- |
- İlk yorumlayan ol!
- yazı boyutu yazı boyutunu küçült Yazı boyutu büyüt
بسم الله الرحمن الرحيم
Haber - Yorum
Kasaplar İle Hainler Arasında Gazze!
Haber:
Türkiye Cumhurbaşkanı Recep Tayyip Erdoğan, Yahudi varlığının Başbakanı Binyamin Netanyahu’yu “Gazze kasabı” olarak nitelendirerek “son yüzyılın en büyük zulümlerinden birini işlediği” için adının tarihe bu nitelemeyle yazdıracağını ifade etti. (El Cezire Bülteni)
Yorum:
Erdoğan, en büyük Müslüman ordusuna ve NATO’nun en büyük gücüne sahip bir ülkenin yöneticisi olduğunu unutarak, Gazze haberlerini Türk uydu kanallarına aktaran bir gazete muhabiri olmaya razı oldu; dolayısıyla o, kendisini Müslümanların maslahatlarının gözeticisi olarak tasvir ettiği gibi büyük Osmanlı devletinin varisi olduğunu ve kahraman Osmanlı Halifelerinin torunu olduğunu iddia ederek de sürekli beynimizi çatlatıyor. Ayrıca o, içi boş cafcaflı konuşmalarıyla popülerliğini pekiştirmek için sürekli ümmetin meselelerine yatırım yaparken bu konuşmalar, kendisi tarafından aldatılan bazı kimselerin, onun ümmete ve ümmetin meselelerine karşı ön yargılı olduğunu düşünmelerini sağladı; nitekim Gazze olaylarının gelmesi onu ifşa ettiği gibi onun ümmetine ihanet ettiği gerçeğini de tüm ümmet için açığa çıkardı. Zira o, Amerika’nın çizgisinden ve Batı’nın çıkarlarından kıl payı kadar bile çıkamadığı için onun yalanı ve iki yüzlülüğü herkes için açığa çıktı.

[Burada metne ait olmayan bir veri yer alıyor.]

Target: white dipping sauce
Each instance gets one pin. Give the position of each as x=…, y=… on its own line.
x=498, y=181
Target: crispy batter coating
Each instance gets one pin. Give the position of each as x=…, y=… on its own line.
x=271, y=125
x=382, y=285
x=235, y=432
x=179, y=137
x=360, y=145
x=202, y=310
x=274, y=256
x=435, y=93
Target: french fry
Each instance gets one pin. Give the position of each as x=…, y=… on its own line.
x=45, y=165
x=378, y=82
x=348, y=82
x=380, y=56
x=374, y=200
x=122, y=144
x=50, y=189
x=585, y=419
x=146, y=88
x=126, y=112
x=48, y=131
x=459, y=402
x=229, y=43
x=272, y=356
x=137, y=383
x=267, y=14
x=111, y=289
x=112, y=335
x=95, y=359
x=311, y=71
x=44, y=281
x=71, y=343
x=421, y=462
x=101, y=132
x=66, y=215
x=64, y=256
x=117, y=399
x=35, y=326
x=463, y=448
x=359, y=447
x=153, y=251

Erdoğan’ın Yahudi varlığının Başbakanı Netanyahu’yu Gazze kasabı olarak nitelendirdiği gibi ümmetin de Erdoğan’a “Gazze haini” lakabını takma hakkı vardır; zira gerek Erdoğan gerekse Gazze halkını yüzüstü bırakan hain yöneticilerden oluşan meslektaşları, Gazze halkına karşı yardım görevlerini yerine getirmedikleri gibi zaman zaman da işgale destek vermişlerdir. Ancak Erdoğan, her zamanki gibi alemlerin Rabbinin ve O’nun emin Rasulü’nün dini İslam’ın ticaretini yaparak kendisini diğer hain yöneticilerden ayırmış olsa da o da Allah ve Rasulü’ne ihanet etmiş ve Allah’ın mümin kullarını yalnız bırakmıştır.
Yöneticilerin ihaneti ve buna boyun bükmeleri ümmetin bakışını, ordularına ve muhlis ordu komutanlarına yöneltmiştir. Zira bu ordu mensupları ümmetin evlatları olup ister hayır ister şer olsun ümmetin başına ne gelirse onların da başına gelmiş sayılır.

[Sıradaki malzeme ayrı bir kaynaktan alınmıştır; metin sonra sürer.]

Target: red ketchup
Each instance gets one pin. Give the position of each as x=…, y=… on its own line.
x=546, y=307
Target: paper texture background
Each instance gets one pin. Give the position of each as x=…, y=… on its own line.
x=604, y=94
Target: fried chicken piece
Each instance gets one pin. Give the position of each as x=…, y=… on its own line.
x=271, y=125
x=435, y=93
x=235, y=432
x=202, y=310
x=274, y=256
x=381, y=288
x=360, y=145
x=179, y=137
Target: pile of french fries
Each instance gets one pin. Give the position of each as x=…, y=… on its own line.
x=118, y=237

Ey Müslüman orduları ve ey muhlis ordu komutanları:
İçinizde, الَّذِينَ آوَوْا وَنَصَرُوا “(Muhacirleri) barındırıp yardım eden” [Enfal 72] Ensarın tutumunu sergileyecek, hak olanı desteklemek için sergilediği duruşundan dolayı sonsuza dek anılacak, böylece dünyada izzeti kazanacak ve ahirette de kurtuluşa erenlerden olacak biri yok mu?! Zira Allahu Teala şöyle buyurmuştur: وَالَّذِينَ آمَنُواْ وَهَاجَرُواْ وَجَاهَدُواْ فِي سَبِيلِ اللهِ وَالَّذِينَ آوَواْ وَّنَصَرُواْ أُولَئِكَ هُمُ الْمُؤْمِنُونَ حَقًّا لَّهُم مَّغْفِرَةٌ وَرِزْقٌ كَرِيمٌ “İman edip de Allah yolunda hicret ve cihat edenler, (muhacirleri) barındıran ve yardım edenler var ya, işte gerçek müminler onlardır. Onlar için mağfiret ve bol rızık vardır.” [Enfal 74]

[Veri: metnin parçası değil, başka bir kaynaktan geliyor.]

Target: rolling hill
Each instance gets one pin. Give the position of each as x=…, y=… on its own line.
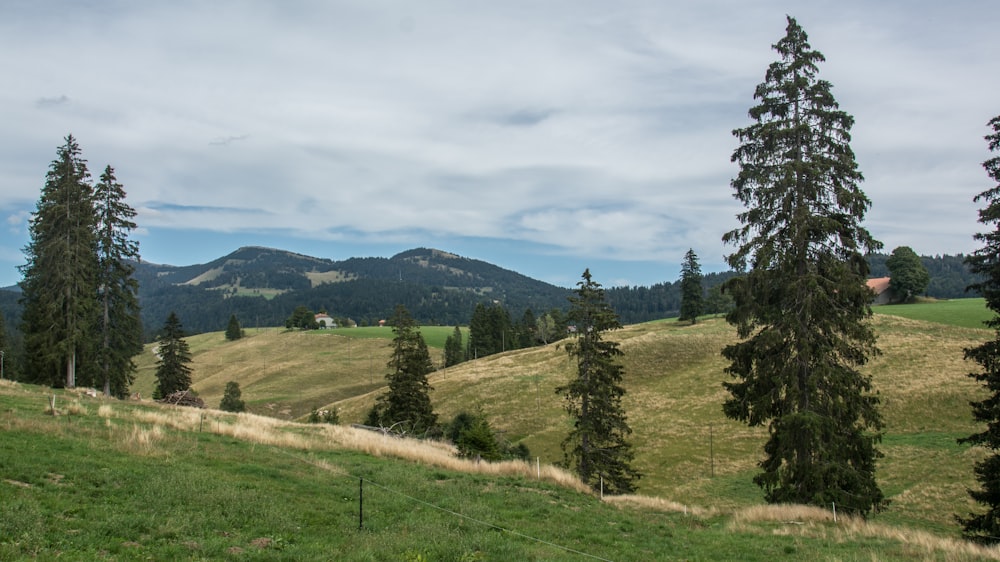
x=689, y=452
x=262, y=286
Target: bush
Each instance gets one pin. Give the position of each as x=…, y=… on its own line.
x=324, y=416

İçinizde, Allah Azze ve Celle’nin çağrısına cevap verecek ve şöyle buyuran Subhanehu’nun emrine icabet edecek biri yok mu: وَإِنِ اسْتَنصَرُوكُمْ فِي الدِّينِ فَعَلَيْكُمُ النَّصْرُ “Eğer onlar din hususunda sizden yardım isterlerse, (o Müslümanlara) yardım etmek sizin üzerinize bir borçtur.” [Enfal 72]
İçinizde, kendisini, haklarında Efendimiz Muhammed Sallallahu Aleyhi ve Sellem’in şöyle buyurduğu sabırlı murabıt kardeşlerini terk edenlerin saflarında olmaktan uzak tutacak biri yok mu: لَا يَضُرُّهُمْ مَنْ خَذَلَهُمْ “Kendilerini terk eden kimseler onlara zarar veremezler.” [Al-i İmran 110]
İçinizde, ümmeti ajan yöneticilerden ve onun ülkesini sömürgecilerin işgalinden kurtaracak, attığı adımı ümmetin vahdetini yeniden tesis etme, Allah Subhanehu’nun vaadi ve Allah’ın Rasulü Sallallahu Aleyhi ve Sellem’in müjdesi olan İkinci Raşidi Hilafet Devleti’ni kurma, zafer için Rabbani izni beklediğinden dolayı varlığı sendelemeye başlayan işgale son verme ve Yahudileri, Allah’ın bu büyük şeref için seçtiği kullarının eliyle hezimete uğratma projesini başlatmak için olacak biri yok mu?!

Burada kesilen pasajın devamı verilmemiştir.